Hemels First Barn Meeting a Success
Fly-tipping, anti-social behaviour and concerns around dogs chasing livestock were some of the concerns discussed by farmers, landowners and the police at the first barn meeting to be held at Hill Farm in Berkhamsted on Tuesday (June 11th).

Police and Crime Commissioner David Lloyd, Local Policing Command Chief Superintendent Matt Nicholls, Dacorum Chief Inspector Paul Mitson, Sergeant Ryan Hemmings (Berkhamsted and Tring SNT) and the Rural Operational Support Team spoke to attendees about the work that is ongoing to resolve rural crime across the local rural communities.   

Representatives from the National Farmers’ Union, Dacorum Borough Council’s anti-social behaviour and environmental teams, Hertfordshire County Council, the National Trust and Tring Anglers also attended.

David Lloyd, Police and Crime Commissioner for Hertfordshire, said:

“Barn meets are a good opportunity for me to speak to rural communities and find out what is going on at a local level.  As Police and Crime Commissioners, we can take local peoples’ concerns and turn them into positive actions.

“One of the things I get out of barn meets is the sense of isolation that rural residents can sometimes feel and I want to assure you that where there is criminality we will make sure that is dealt with appropriately.

"My police and crime plan is called Everybody’s Business, and we all have a part to play in keeping Hertfordshire safe. One of the things I do in my role is bring agencies together such as Trading Standards, the Environment Agency and the district and borough councils to tackle crimes such as fly tipping and anti-social behaviour. These initiatives are set in my Community Safety and Criminal Justice Plan, which of course comes from direct engagement with the public.”

Those who attended the meeting were reminded of ways to contact the Constabulary if they wished to report a crime.

Dial 999 in an emergency, when a crime is in progress or someone suspected of a crime is nearby, for example if you see someone in the act of fly-tipping or joy-riding causing damage to crops.

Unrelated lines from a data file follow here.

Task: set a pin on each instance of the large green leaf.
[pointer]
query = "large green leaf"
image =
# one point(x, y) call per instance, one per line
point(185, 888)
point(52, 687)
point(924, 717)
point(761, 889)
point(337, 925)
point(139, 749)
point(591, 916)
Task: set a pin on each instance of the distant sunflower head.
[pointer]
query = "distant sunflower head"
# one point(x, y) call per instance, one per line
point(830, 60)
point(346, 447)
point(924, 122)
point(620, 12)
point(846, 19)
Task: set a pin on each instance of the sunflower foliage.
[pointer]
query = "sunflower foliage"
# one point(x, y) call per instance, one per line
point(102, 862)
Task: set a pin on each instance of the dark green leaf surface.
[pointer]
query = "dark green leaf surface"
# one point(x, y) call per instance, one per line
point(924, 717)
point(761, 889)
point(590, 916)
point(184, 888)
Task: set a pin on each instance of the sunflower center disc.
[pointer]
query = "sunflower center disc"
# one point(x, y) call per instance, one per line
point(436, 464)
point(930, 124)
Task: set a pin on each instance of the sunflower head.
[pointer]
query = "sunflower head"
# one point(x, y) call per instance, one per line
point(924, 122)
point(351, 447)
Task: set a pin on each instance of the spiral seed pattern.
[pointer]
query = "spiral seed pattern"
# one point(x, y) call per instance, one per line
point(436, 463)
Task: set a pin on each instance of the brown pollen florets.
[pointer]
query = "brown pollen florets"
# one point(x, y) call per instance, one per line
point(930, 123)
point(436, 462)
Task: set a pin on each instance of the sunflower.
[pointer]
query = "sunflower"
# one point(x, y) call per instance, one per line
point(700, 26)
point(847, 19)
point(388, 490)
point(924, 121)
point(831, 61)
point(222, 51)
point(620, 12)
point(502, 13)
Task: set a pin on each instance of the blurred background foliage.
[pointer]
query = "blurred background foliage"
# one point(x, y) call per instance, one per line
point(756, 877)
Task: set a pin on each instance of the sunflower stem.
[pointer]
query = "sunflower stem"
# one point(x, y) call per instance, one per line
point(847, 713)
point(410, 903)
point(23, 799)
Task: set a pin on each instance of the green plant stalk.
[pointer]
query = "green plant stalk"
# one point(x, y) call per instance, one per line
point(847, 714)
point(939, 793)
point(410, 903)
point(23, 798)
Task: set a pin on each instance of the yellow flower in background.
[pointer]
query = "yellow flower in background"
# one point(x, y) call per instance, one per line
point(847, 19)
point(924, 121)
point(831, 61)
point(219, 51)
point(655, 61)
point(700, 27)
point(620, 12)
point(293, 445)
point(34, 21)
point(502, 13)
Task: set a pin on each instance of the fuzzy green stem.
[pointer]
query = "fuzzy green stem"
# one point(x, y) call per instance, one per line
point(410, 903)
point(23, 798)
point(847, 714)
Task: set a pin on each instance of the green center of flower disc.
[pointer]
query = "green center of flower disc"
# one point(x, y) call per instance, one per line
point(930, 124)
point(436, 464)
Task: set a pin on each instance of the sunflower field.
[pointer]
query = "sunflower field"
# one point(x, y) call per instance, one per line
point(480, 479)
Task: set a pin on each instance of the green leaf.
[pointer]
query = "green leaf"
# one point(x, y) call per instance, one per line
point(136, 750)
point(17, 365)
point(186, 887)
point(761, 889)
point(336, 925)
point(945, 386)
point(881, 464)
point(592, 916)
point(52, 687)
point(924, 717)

Dial 101 to report crime and other concerns that do not require an emergency response, for example if a vehicle has been stolen or there has been damage to your property.

You can also now report crime directly to the Constabulary’s website:www.herts.police.uk

Since the launch of the new website, more people are reporting a wide range of crimes online or through the web chat service, allowing members of the public to engage directly with officers in the Force Control Room. This is an alternative to dialling 101.

Hertfordshire Constabulary’s new mobile phone app is available on iPhone and Android devices and can be downloaded from the iTunes App Store and Google Play Store.
Local Policing Command Chief Superintendent, Matt Nicholls said:

“There are pockets of urban and rural areas in Hertfordshire that need a different policing response and so it is helpful to have dialogue with you to understand the unique challenges that you face.

“The rise in the precept has helped ensure that we will continue to provide a local footprint with local Safer Neighbourhood police officers.”

Neighbourhood Sergeant Ryan Hemmings said:

“Barn Meets are really important events as they help us to understand some of the specific issues the rural community face in their everyday lives. They also help us to meet members of the rural community face to face so that we can reassure them we are committed to providing the same level service as we would to their urban counterparts.

“This was the first meeting specifically for Berkhamsted and Tring and we were really pleased with the turn out and the in-depth discussions which took place.”